Prima rissa della legislatura. A scatenarla è un provvedimento in apparenza innocuo: il decreto che ha sospeso tutti i termini dei processi penali a Bari, in attesa di un’alternativa al Palagiustizia inagibile. Schiaffi e minacce alla Rugantino tra deputati di Fratelli d’Italia e della Lega. Sullo sfondo le accuse del Pd, ricalcate su un articolo di Repubblica, nei confronti del governo per le ombre di “mafiosità” del proprietario dell’immobile scelto per il trasloco. Come nelle migliori farse, gli atti sono l’uno assai diverso dall’altro. Il primo è una carnevalata forcaiola alla rovescia: il Pd fa la parte manettara e il M5s deve difendersi. Nel secondo atto della messinscena offerta ieri dall’aula di Montecitorio durante l’esame del decreto sul Tribunale di Bari, si passa invece al canone più tradizionale del Rugantino: schiaffi e minacce del tipo «ti ammazzo» tra deputati di destra, Fratelli d’Italia contro Lega. Il tutto per discutere il provvedimento d’urgenza con cui lo scorso 22 giugno il governo ha deciso di sospendere tutti i termini dei processi penali – prescrizione compresa – nel capoluogo pugliese, in vista dello smantellamento della tendopoli presso cui si sono celebrate, per un mese, le udienze “sfrattate” dal Palagiustizia inagibile. Decreto, per la cronaca, che al momento di mandare in stampa questo numero del giornale è ancora in discussione a Montecitorio.

Il primo dei due tempi della commedia è istruttivo. A interpretare un ruolo da protagonista qui è Alessia Morani. Renziana di lungo corso, dunque si presume consapevole che il tema dei temi è la giustizia. E invece alla parlamentare democratica non par vero di poter impallinare il guardasigilli Bonafede. Come arma da fuoco utilizza la copia di Repubblica fresca di stampa. Vi si legge che il ministro ha scelto di trasferire il Tribunale penale di Bari, a rischio crollo, in un edificio appartenuto all’imprenditore Pino Settanni, il quale avrebbe prestato dei soldi a tale Michele Labellarte, considerato il cassiere del clan Parisi. Come perdere unì’occasione simile. Peccato che a leggere bene l’articolo non salti fuori lo straccio di un’ipotesi di reato contro questo Settanni. Che ne viene fuori semplicemente come un immobiliarista danarosissimo, le cui amicizie con il cassiere di cui sopra non hanno trattenuto dal comparire, come teste, a un processo contro il famigerato clan. Nell’occasione, Settanni “si cantò”, come direbbero a Bari, l’amico Labellarte e le sue poco raccomandabili conoscenze. Un imprenditore antima- fia, di fatto, spacciato da Morani per un mezzo criminale.

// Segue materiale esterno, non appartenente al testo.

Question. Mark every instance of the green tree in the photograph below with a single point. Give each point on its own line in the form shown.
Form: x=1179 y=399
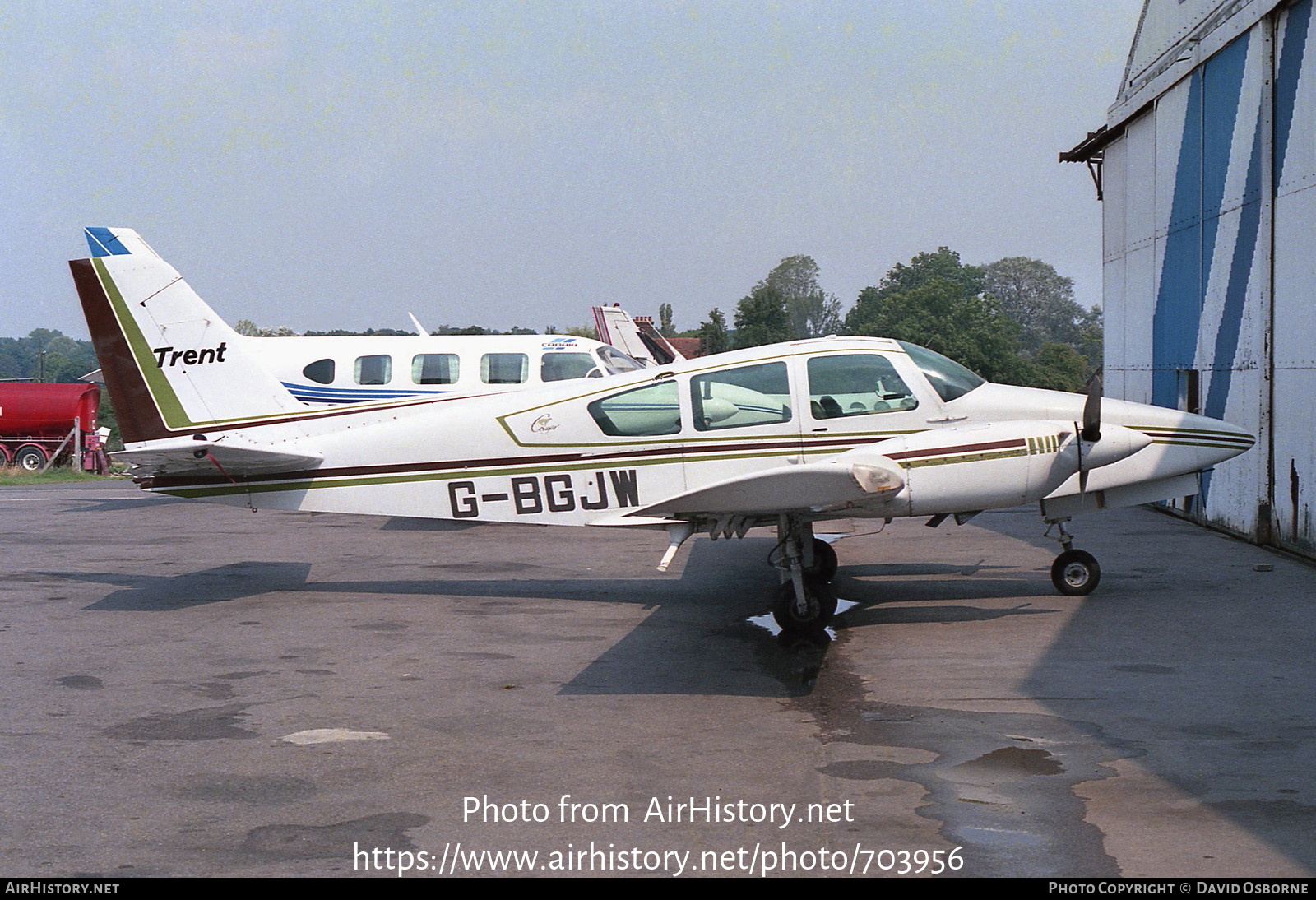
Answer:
x=1040 y=299
x=938 y=302
x=712 y=335
x=1059 y=368
x=813 y=312
x=761 y=318
x=48 y=355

Il ministro della Giustizia prova opportunamente a raffreddare gli animi e a riportare i deputati con i piedi per terra: «La procedura di individuazione dell’immobile destinato a ospitare gli uffici giudiziari baresi è stata eseguita nel pieno rispetto delle regole, in maniera pienamente trasparente». Ciononostante, aggiunge in aula, «farò tutti gli approfondimenti e prenderò le decisioni necessarie». Dopodiché rivolge un promemoria elementare: «Tutto questo non ha nulla a che vedere con il decreto, che riguarda solo la necessità di sospendere i processi. E nessuno può dire che gli uffici giudiziari di Bari dovrebbero rimanere nelle tende o sospesi sine die», aggiunge con una punta di veleno.

Rischia di doversi abituare, il guardasigilli, alle malizie mediatico– giudiziarie usate come una clava dall’opposizione. Il Pd non ci fa una bella figura. Peggiore, però, è quella messa insieme dal parlamentare di Fratelli d’Italia Marco Silvestroni e dal leghista Eugenio Zoffili, sorretti dalle rispettive truppe di complemento. Un altro deputo della Meloni dice al lumbard: «Ti ammazzo, stai zitto». Questo risponde: «Sciacquatevi la bocca quando parlate della Lega». Un attimo e sono botte, con Silvestroni che rotola per gli scranni e i commessi sconcertati che provano a dividere. Il resto è maschia sdrammatizzazione: «Qualche schiaffo e niente di più». Buona la prima. Altre risse verranno.